One Georgie Orwell @ Greenwich Theatre

“One Georgie Orwell”, Greenwich Theatre, London, 26-04-12 to 29-04-12
Reviewed by Dione Venables

Attending a first night of a new musical play is exciting enough, but being there for the last night has more poignancy because it has either been a success or a failure. It was, on the particular last evening of our visit, immediately apparent from both the cast and the audience at the Greenwich Theatre that this three-night musical production has been an unqualified success – and will be travelling onwards.

Written by an Orwell Society member whose devotion to George Orwell caused him tread a completely unknown road, journalist Peter Cordwell might have discovered just how painful life can be when you stick your neck out and attempt to go public without a jot of previous experience. Pete is a scrivener, not a playwright. He pens articles and news for a living, so it was a pretty dangerous exercise for him to put Orwell to music, and the great man’s words into the mouths of mainly inexperienced but enthusiastic performers. But it worked beautifully.

With the support and belief of musician Carl Picton, who wrote and sang the music, and James Haddrell who is the artistic director of Greenwich Theatre, Pete wrote the lyrics as well as the book for this melodious, thoughtful and humorous two-Act mini-revue. It flows with the edge and sometimes dark humour of a typical Footlights Revue which would make it a perfect vehicle for the Edinburgh Festival.

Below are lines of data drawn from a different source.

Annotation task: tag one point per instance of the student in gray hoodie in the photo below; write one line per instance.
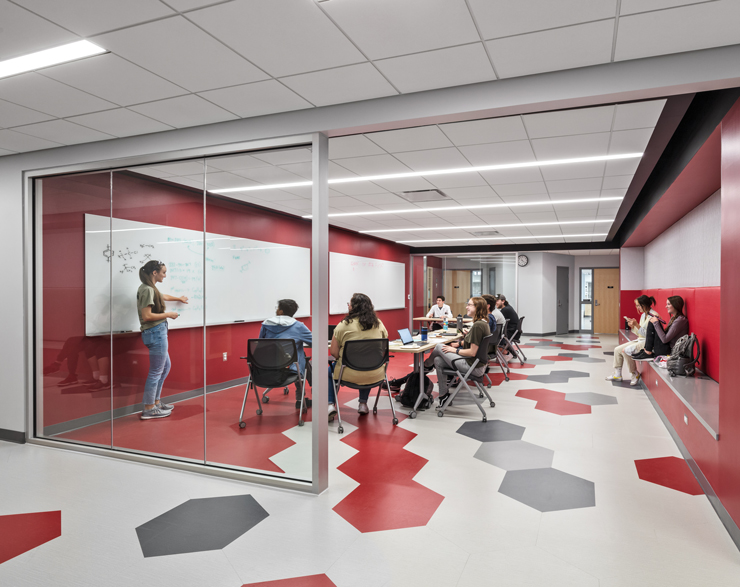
(283, 325)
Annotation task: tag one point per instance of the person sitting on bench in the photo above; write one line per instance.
(659, 341)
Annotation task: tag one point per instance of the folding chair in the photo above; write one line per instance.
(269, 361)
(365, 355)
(480, 358)
(497, 357)
(512, 343)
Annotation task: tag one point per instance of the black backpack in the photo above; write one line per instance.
(411, 391)
(684, 357)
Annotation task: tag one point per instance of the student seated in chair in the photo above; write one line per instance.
(360, 323)
(283, 325)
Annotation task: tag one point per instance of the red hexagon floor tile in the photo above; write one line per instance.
(670, 472)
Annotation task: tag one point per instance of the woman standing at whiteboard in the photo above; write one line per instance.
(153, 319)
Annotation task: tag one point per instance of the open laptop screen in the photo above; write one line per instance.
(405, 336)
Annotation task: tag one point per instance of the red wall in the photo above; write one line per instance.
(67, 199)
(728, 486)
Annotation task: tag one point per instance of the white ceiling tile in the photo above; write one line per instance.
(617, 181)
(51, 97)
(120, 122)
(569, 122)
(63, 131)
(502, 18)
(343, 84)
(410, 139)
(575, 171)
(86, 17)
(553, 50)
(352, 146)
(575, 185)
(454, 66)
(634, 6)
(114, 79)
(184, 111)
(256, 99)
(14, 115)
(491, 130)
(18, 142)
(182, 53)
(282, 38)
(591, 145)
(23, 32)
(688, 28)
(387, 28)
(521, 189)
(638, 115)
(630, 141)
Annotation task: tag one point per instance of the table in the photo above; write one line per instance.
(434, 338)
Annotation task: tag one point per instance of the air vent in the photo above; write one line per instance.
(424, 196)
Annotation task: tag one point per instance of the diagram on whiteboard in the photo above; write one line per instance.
(241, 278)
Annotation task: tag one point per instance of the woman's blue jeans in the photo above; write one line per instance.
(155, 340)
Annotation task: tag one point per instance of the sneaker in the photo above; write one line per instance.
(98, 385)
(68, 380)
(155, 412)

The play explores Orwell’s life (Southwold Walk) and his concerns for the world that he lived in, for the Britain that he loved. It touches on Animal Farm and Nineteen Eighty-Four, of course, but also P.G. Wodehouse, whose humour is deliciously reflected alongside the Marx brothers, and Coming Up for Air, the novel which best describes the Henley area where Orwell grew up.
 
The four main actors, all quite seasoned, Hugh Barnett, Bill Crow, Christopher Knott and Alex Mugnaioni – apart from gifted actor/musician Carl Picton, responsible for all the spirited and sometimes poignant music – had musical skills of their own and made zestful contributions with harmonica as well as guitar and wind instruments. The rest of the enchanting cast were drawn from a local sixth-form college and obviously enjoyed the experience as much as did their audience. There is more than a hint that this delightful musical pastiche might next be seen as far afield as Brighton, Dublin and even New York.